Forty-four of these deaths were within the time frame analysed for the government report by Professor Louis Appleby on suicides and gender dysphoria. That’s almost four times more than the number accounted for by the Appleby report, which stated that only 12 young people (over and under 18) who were current or former patients of the Tavistock took their own lives from 2018-2024.
The Appleby review chose to focus specifically on some – the review itself is not clear – patients connected to the Gender Identity Development Service service at the Tavistock, so would not have accounted for all 44 deaths recorded by the NCMD.
Moreover, the number of suicides provided by the NCMD would likely have been lower when the review was written due to a lag in data, as Child Death Overview Panels can take years to complete their reviews.
Still, we are appalled that Streeting commissioned and published a report to reassure the public that there was no significant rise in suicide rates, when 22 children took their own lives in a single year: 2021-22.
Good Law Project was told by whistleblowers that, following the Bell vs Tavistock judgement, there was a significant increase in patient suicides.
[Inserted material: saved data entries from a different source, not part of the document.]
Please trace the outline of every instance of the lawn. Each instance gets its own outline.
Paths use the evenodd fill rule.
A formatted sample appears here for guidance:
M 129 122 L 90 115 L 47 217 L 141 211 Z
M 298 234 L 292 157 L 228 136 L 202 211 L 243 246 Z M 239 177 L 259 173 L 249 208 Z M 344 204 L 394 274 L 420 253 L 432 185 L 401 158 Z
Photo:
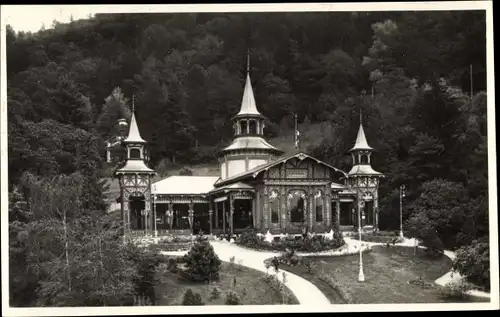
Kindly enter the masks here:
M 333 304 L 395 304 L 395 303 L 444 303 L 450 300 L 440 296 L 440 287 L 434 280 L 447 273 L 451 260 L 443 256 L 428 258 L 419 250 L 413 255 L 413 248 L 374 246 L 363 254 L 365 281 L 358 282 L 359 255 L 340 257 L 310 257 L 315 268 L 309 273 L 303 266 L 280 266 L 284 270 L 302 276 L 315 284 Z M 320 280 L 319 272 L 332 274 L 340 288 Z M 410 284 L 409 281 L 422 278 L 432 283 L 431 288 Z M 471 299 L 470 301 L 478 301 Z M 458 300 L 454 300 L 458 302 Z
M 225 293 L 234 291 L 240 298 L 241 305 L 279 305 L 282 297 L 277 289 L 264 281 L 264 273 L 244 266 L 222 262 L 221 277 L 216 287 L 220 291 L 218 299 L 211 299 L 210 295 L 214 286 L 208 284 L 194 283 L 179 277 L 177 274 L 167 270 L 167 264 L 161 264 L 159 269 L 160 284 L 157 285 L 157 305 L 170 306 L 181 305 L 184 293 L 191 288 L 193 292 L 201 295 L 205 305 L 224 305 Z M 236 285 L 234 277 L 236 276 Z M 291 303 L 298 304 L 297 299 L 287 289 Z

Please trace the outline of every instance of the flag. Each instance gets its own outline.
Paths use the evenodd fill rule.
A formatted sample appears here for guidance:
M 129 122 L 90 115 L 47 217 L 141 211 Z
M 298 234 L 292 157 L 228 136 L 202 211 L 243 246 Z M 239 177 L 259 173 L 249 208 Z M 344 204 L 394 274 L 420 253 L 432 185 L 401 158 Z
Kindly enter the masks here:
M 300 137 L 300 132 L 299 130 L 295 130 L 295 148 L 299 148 L 300 146 L 300 140 L 299 140 L 299 137 Z

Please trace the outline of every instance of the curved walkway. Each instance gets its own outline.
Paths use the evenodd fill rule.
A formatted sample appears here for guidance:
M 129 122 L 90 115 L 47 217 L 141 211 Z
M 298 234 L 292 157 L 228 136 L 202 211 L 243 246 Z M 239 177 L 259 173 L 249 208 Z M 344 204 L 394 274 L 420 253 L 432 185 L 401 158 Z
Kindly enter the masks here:
M 359 248 L 367 249 L 371 248 L 373 245 L 385 245 L 385 243 L 381 242 L 367 242 L 362 241 L 360 243 L 359 240 L 344 237 L 344 241 L 346 245 L 340 250 L 328 251 L 328 252 L 319 252 L 319 253 L 297 253 L 300 256 L 338 256 L 345 254 L 355 254 L 359 252 Z M 270 251 L 256 251 L 249 248 L 244 248 L 238 246 L 234 243 L 230 243 L 228 241 L 210 241 L 210 244 L 214 247 L 215 253 L 222 261 L 230 262 L 231 258 L 234 257 L 234 261 L 236 264 L 244 265 L 249 268 L 267 273 L 268 269 L 266 268 L 264 261 L 272 258 L 274 256 L 281 255 L 278 252 L 270 252 Z M 360 246 L 361 244 L 361 246 Z M 414 239 L 404 239 L 403 242 L 396 243 L 397 246 L 407 246 L 414 247 L 415 240 Z M 419 248 L 424 248 L 419 246 Z M 178 255 L 182 256 L 187 253 L 187 251 L 162 251 L 162 254 L 165 255 Z M 451 260 L 455 259 L 455 253 L 452 251 L 445 250 L 444 254 L 449 257 Z M 274 269 L 269 269 L 274 271 Z M 293 292 L 299 304 L 301 305 L 331 305 L 328 298 L 311 282 L 308 280 L 290 273 L 288 271 L 279 269 L 277 277 L 280 282 L 283 282 L 283 273 L 286 274 L 286 283 L 285 285 Z M 434 282 L 438 285 L 445 286 L 450 283 L 459 282 L 463 277 L 460 276 L 459 273 L 450 270 L 445 275 L 441 276 Z M 481 292 L 478 290 L 470 290 L 467 291 L 466 294 L 482 297 L 482 298 L 490 298 L 490 294 L 486 292 Z
M 261 252 L 242 248 L 227 241 L 210 241 L 210 244 L 214 247 L 215 253 L 222 261 L 229 262 L 231 257 L 234 256 L 236 264 L 244 265 L 264 273 L 268 272 L 264 261 L 280 255 L 277 252 Z M 165 255 L 184 255 L 186 252 L 162 251 L 161 253 Z M 269 270 L 274 272 L 274 269 L 270 268 Z M 300 305 L 331 305 L 330 300 L 313 283 L 298 275 L 279 269 L 277 277 L 280 282 L 283 282 L 283 273 L 286 275 L 285 285 L 292 291 Z

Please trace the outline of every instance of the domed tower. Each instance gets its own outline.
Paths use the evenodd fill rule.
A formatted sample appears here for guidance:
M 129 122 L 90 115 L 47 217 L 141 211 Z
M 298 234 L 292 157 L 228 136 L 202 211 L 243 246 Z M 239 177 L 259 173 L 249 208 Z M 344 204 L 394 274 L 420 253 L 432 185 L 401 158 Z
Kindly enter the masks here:
M 356 192 L 358 212 L 361 213 L 362 226 L 378 229 L 378 186 L 384 177 L 371 167 L 371 155 L 374 149 L 366 141 L 363 122 L 359 123 L 358 135 L 354 147 L 349 151 L 353 166 L 347 174 L 346 185 Z
M 122 144 L 127 150 L 125 165 L 115 171 L 120 183 L 120 204 L 124 233 L 152 228 L 151 180 L 156 174 L 146 165 L 145 146 L 132 105 L 132 118 L 127 138 Z
M 264 139 L 266 118 L 257 110 L 250 80 L 250 66 L 240 111 L 233 117 L 234 140 L 219 154 L 221 180 L 244 173 L 283 154 Z

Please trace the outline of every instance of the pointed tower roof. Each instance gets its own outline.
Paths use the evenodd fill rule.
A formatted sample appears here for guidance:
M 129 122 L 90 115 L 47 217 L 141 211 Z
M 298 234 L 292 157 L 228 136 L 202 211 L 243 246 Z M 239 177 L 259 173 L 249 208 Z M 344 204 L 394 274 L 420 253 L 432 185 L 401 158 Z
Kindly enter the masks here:
M 262 116 L 259 110 L 257 110 L 252 81 L 250 79 L 250 50 L 247 53 L 247 78 L 245 81 L 245 90 L 243 91 L 240 112 L 238 112 L 236 117 L 241 116 Z
M 132 112 L 132 118 L 130 119 L 130 128 L 128 130 L 128 136 L 124 140 L 127 143 L 146 143 L 146 141 L 141 137 L 139 133 L 139 127 L 137 126 L 137 121 L 135 120 L 135 113 Z
M 257 105 L 255 104 L 255 97 L 253 95 L 252 82 L 250 80 L 250 74 L 247 73 L 247 79 L 245 82 L 245 90 L 243 92 L 243 99 L 241 100 L 240 112 L 236 116 L 260 116 L 260 112 L 257 110 Z
M 358 136 L 356 137 L 356 143 L 354 144 L 354 147 L 351 149 L 351 151 L 356 151 L 356 150 L 373 151 L 373 148 L 371 146 L 369 146 L 368 142 L 366 141 L 365 131 L 363 129 L 363 123 L 361 123 L 361 122 L 359 124 L 359 130 L 358 130 Z
M 132 95 L 132 118 L 130 118 L 130 128 L 128 130 L 128 136 L 124 140 L 126 143 L 146 143 L 146 141 L 141 138 L 139 133 L 139 127 L 137 126 L 137 121 L 135 120 L 135 95 Z

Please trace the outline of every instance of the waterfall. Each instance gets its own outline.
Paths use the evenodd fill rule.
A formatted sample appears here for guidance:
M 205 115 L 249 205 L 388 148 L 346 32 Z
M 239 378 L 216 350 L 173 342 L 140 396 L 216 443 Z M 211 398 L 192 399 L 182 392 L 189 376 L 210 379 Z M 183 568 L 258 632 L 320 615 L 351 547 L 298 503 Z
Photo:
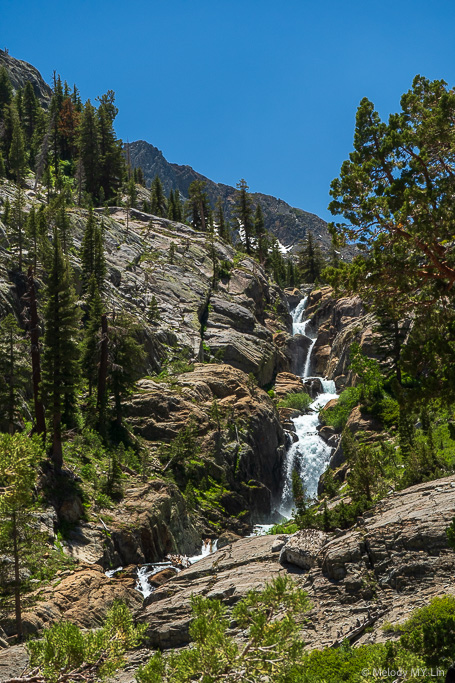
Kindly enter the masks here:
M 292 312 L 293 334 L 305 334 L 308 320 L 301 321 L 304 314 L 308 297 L 300 301 Z M 316 338 L 311 339 L 305 365 L 301 374 L 302 379 L 308 379 L 311 368 L 311 354 L 316 343 Z M 319 410 L 332 398 L 336 398 L 335 382 L 319 378 L 322 384 L 322 393 L 310 405 L 307 415 L 293 418 L 298 440 L 292 444 L 286 453 L 284 462 L 284 484 L 279 503 L 279 512 L 284 517 L 289 517 L 294 504 L 292 496 L 292 472 L 294 469 L 300 474 L 307 495 L 311 498 L 317 495 L 318 482 L 321 474 L 328 465 L 332 448 L 321 439 L 317 432 L 319 424 Z

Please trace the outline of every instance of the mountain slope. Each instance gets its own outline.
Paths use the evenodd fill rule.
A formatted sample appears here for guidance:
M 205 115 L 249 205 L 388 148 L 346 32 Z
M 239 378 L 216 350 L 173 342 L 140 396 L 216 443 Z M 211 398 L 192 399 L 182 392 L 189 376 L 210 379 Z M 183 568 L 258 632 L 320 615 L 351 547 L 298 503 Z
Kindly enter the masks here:
M 141 167 L 148 184 L 158 175 L 163 183 L 166 194 L 170 190 L 178 189 L 184 197 L 188 196 L 188 188 L 194 180 L 203 180 L 212 206 L 218 197 L 223 202 L 223 208 L 228 218 L 231 218 L 235 200 L 235 188 L 222 183 L 215 183 L 206 178 L 191 166 L 181 166 L 170 163 L 163 153 L 144 140 L 136 140 L 125 145 L 133 168 Z M 295 250 L 308 231 L 312 232 L 321 249 L 328 251 L 331 238 L 327 230 L 327 223 L 314 213 L 296 209 L 282 199 L 271 195 L 252 193 L 253 203 L 260 203 L 265 226 L 285 246 L 292 246 Z
M 52 97 L 52 90 L 44 81 L 38 69 L 22 59 L 11 57 L 6 50 L 0 50 L 1 67 L 6 68 L 15 90 L 23 88 L 30 81 L 41 106 L 45 109 L 48 108 Z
Our claims were dismissed and described as “insensitive, distressing and dangerous” in the government report.
But this new data shows there was a surge in suicides of trans people under 18 during the same period they witnessed on the ground at the Tavistock.
Since the Appleby review was published, the government has implemented a permanent ban on puberty blockers for under 18s. Trans people – mostly under 25s – are facing waiting lists with an average length of 25 years. Meanwhile, as the trans community knows all too well, the death toll continues to rise.